Ob es eine Rettung gibt nach dieser Lagerzeit, nach dieser Lektüre? ... Sie brüllten in ihre Mikrofone, das hat uns gefallen. Da begann es zu dämmern, da wollten wir keine allzu braven Idioten mehr sein, da wollten wir aufmucken und ein eigenes Leben haben. Da war es vorbei mit den Pioniernachmittagen, da vergaßen wir unseren Herrn Zaradnik. Da wollten wir frei sein und nicht mehr mitmarschieren. Und? Marschieren wir nicht mehr mit? Haben die Schalmeienkapelle und der Fanfarenzug gereicht? Treten wir nie mehr an auf einen Pfiff hin? Was ist los mit uns? Jugel hat «Lied durch» geschrien als letzter Mann. Und die zweite Reihe, allen voran Dominiak, hat zu singen begonnen. «Durch das kleine Dorf marschiert unsre Kompanie ...» 

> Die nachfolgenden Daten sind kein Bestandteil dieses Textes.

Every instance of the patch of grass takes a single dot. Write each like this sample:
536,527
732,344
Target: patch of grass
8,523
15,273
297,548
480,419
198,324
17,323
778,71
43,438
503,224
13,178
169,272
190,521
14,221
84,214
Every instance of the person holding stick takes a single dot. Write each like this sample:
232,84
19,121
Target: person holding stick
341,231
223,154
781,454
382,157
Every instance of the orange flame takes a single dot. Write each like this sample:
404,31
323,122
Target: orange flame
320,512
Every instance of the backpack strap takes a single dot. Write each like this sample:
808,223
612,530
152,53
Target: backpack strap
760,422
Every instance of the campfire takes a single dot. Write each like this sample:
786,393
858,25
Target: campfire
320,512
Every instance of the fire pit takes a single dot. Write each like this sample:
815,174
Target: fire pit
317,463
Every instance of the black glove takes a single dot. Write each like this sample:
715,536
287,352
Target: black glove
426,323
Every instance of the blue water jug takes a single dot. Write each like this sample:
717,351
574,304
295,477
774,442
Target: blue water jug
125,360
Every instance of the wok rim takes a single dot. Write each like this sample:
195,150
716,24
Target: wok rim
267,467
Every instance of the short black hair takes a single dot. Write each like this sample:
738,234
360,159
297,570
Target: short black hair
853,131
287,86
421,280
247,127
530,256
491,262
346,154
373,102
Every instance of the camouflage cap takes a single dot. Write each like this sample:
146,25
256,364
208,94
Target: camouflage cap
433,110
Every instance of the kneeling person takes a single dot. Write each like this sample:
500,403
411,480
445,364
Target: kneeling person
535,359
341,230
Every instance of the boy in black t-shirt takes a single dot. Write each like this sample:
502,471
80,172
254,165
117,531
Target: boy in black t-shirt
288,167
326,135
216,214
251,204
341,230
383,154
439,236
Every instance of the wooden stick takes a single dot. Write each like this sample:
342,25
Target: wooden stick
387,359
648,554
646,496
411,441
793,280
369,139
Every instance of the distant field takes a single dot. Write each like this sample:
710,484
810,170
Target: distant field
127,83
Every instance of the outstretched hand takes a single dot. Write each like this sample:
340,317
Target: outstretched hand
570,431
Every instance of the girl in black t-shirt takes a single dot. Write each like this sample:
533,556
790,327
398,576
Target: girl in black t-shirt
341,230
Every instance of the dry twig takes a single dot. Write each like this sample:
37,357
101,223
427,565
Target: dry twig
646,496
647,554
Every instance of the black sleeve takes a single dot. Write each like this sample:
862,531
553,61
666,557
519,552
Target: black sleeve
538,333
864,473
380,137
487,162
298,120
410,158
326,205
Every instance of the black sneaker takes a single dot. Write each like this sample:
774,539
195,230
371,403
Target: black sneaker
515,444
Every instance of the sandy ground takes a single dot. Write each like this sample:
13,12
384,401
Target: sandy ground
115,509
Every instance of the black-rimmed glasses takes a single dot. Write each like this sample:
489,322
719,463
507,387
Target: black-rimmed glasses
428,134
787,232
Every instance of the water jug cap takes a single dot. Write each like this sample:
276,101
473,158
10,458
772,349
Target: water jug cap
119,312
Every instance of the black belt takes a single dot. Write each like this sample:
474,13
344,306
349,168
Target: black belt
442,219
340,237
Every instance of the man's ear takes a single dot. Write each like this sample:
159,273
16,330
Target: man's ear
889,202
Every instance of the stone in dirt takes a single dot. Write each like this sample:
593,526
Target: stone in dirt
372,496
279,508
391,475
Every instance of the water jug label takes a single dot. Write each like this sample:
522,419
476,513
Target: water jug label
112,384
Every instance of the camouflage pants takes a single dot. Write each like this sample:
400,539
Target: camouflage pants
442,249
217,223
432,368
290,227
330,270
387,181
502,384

Und doch wußten viele von uns, als wir auf der wunderschönen Waldstraße gegrölt haben auf Befehl, daß es noch etwas anderes gibt. Daß «Je t'aime» und «Purple Haze» besser sind als Weidauers Befehle und Pickels Geschrei. Und besser als unser trauriger Gesang.

«Stuben- und Revierreinigen!»
Kein Radio, kein «Lady Jane». Dort stehen zwei Doppelstockbetten, vier Schränke und vier Hocker. Emmrich ist hinausgegangen, den Flur, «sein Revier», kehren. Auf dem Tisch liegt ein Buch.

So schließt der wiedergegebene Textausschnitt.